Penjualan Senjata di AS Melonjak
A
A
A
WASHINGTON - Lebih dari 500 senjata terjual setiap hari di Amerika Serikat (AS) pada musim liburan Natal dan Tahun Baru 2015. Senjata dianggap sebagai hadiah liburan paling tepat bagi sebagian keluarga di AS.
Makin meningkat angka kriminalitas di Negeri Paman Sam juga memicu sebagian besar keluarga berkeinginan memiliki senjata. Apalagi kepemilikan senjata bukan hal langka di AS. Biro Penyidik Federal AS (FBI) melaporkan, penjualan senjata mengalami peningkatan sangat tajam selama musim belanja akhir tahun ini.
FBI melaporkan, selama berlangsung Black Friday, sebanyak 175.000 pengecekan data catatan kriminal warga AS dilakukan agen penjual senjata pada satu hari saja. Black Friday merupakan hari setelah perayaan Thanksgiving dan biasanya merupakan awal dari musim belanja Natal dan Tahun Baru 2015.

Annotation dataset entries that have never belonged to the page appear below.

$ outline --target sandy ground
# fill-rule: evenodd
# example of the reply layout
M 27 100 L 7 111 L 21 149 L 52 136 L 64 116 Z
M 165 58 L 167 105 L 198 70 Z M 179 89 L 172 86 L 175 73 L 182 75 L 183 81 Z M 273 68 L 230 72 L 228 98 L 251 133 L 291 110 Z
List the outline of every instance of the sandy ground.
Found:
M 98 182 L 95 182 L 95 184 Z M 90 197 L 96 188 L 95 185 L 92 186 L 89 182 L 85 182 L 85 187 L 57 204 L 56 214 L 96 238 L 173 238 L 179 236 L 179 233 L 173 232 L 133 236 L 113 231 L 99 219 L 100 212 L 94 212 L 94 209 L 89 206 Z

“Lebih dari 175.000 data latar belakang warga negara milik pemerintahan federal telah diakses ribuan kali (oleh penjual senjata),” kata juru bicara FBI, Stephen Fischer, dikutip CNN. Dia menjelaskan, 600 petugas FBI telah menyelesaikan pengecekan latar belakang pembeli senjata. Fasilitas pengecekan data warga negara itu dapat diakses oleh penjual senjata di seluruh AS.

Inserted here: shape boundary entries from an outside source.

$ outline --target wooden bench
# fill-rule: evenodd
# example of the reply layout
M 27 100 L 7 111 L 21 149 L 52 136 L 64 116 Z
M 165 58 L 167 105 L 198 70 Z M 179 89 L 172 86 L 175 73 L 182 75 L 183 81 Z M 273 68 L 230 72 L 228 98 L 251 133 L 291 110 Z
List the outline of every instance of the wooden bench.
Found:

Para penjual senjata dapat membatalkan penjualan ketika pembelinya adalah buronan, pencandu narkotika, memiliki penyakit jiwa, imigran ilegal, dipecat dari militer, dan terlibat dalam kejahatan. Bagi siapa saja yang ingin membeli senjata di AS, masyarakat harus mengisi formulir informasi identifikasi pada Biro Alkohol, Tembakau, Senjata, dan Bahan Peledak.

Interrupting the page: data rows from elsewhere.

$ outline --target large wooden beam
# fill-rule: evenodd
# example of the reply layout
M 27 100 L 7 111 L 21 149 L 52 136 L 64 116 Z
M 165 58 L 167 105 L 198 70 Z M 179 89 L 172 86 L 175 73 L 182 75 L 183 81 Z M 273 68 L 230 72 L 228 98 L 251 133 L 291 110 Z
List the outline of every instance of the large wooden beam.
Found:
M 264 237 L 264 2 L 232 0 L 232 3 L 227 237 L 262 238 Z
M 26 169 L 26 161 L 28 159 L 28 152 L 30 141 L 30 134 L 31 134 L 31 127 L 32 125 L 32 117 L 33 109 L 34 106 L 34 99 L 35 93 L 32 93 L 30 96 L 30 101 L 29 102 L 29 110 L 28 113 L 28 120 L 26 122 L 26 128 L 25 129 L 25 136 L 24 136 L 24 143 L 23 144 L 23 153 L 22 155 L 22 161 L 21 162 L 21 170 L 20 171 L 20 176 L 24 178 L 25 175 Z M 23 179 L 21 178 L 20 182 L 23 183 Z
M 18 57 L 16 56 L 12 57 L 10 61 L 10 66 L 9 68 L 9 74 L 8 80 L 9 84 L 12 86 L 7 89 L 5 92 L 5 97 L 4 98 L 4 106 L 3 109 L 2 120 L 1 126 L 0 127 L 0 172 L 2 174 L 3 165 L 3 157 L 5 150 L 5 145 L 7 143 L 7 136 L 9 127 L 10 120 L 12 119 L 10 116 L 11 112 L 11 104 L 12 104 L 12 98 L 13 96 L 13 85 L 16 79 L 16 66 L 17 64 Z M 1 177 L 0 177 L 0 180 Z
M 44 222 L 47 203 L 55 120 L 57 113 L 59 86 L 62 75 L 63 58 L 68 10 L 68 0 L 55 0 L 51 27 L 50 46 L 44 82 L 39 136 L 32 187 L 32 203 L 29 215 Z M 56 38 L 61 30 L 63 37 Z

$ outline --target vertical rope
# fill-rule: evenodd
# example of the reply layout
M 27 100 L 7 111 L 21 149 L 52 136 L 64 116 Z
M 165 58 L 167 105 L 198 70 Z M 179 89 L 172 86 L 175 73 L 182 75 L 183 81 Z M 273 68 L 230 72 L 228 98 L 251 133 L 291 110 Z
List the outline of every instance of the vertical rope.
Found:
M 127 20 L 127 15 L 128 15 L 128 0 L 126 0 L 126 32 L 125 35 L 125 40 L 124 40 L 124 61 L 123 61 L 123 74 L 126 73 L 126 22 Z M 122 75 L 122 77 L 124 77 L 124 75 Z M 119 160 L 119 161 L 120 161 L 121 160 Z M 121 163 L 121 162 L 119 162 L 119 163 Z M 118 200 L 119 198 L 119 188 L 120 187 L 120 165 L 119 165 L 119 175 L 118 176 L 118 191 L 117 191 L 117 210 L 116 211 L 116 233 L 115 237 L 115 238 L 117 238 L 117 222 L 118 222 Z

“Itu (pengecekan) untuk menyelamatkan nyawa dan melindungi orang sehingga senjata tidak jatuh ke tangan yang salah,” kata Manajer FBI Kimberly Del Greco. “Pengecekan data itu juga menjamin pengalihan senjata api ke pembeli yang bertanggung jawab,” tuturnya.
Meski ada pengecekan latar belakang pembeli senjata, FBI tidak mampu mendeteksi berapa banyak senjata yang resmi dijual kepada masyarakat. Akses pengecekan latar belakang itu bukan sebagai data pembelian senjata. Penjualan senjata sangat bergantung pada pemilik toko senjata.
Sementara itu, toko senjata The Arms Room di Spring Texas salah satu toko yang mengalami peningkatan penjualan senjata pada musim liburan. “Kita merekomendasikan ini (senjata) sebagai hadiah,” kata Travis James, pemilik toko The Arms Room, dikutip Channel News Asia.
Dia mengungkapkan, pembeli dapat memilih senjata apa yang diinginkan. Penjual akan mengecek latar belakang untuk menentukan si pembeli diperbolehkan memiliki senjata atau tidak. Bagi aktivis anti senjata, warga AS terlalu mudah untuk membeli senjata. Josh Sugarman, direktur eksekutif Pusat Kebijakan Kekerasan, mengatakan, tidak ada pembatasan berapa senjata yang dapat dibeli masyarakat.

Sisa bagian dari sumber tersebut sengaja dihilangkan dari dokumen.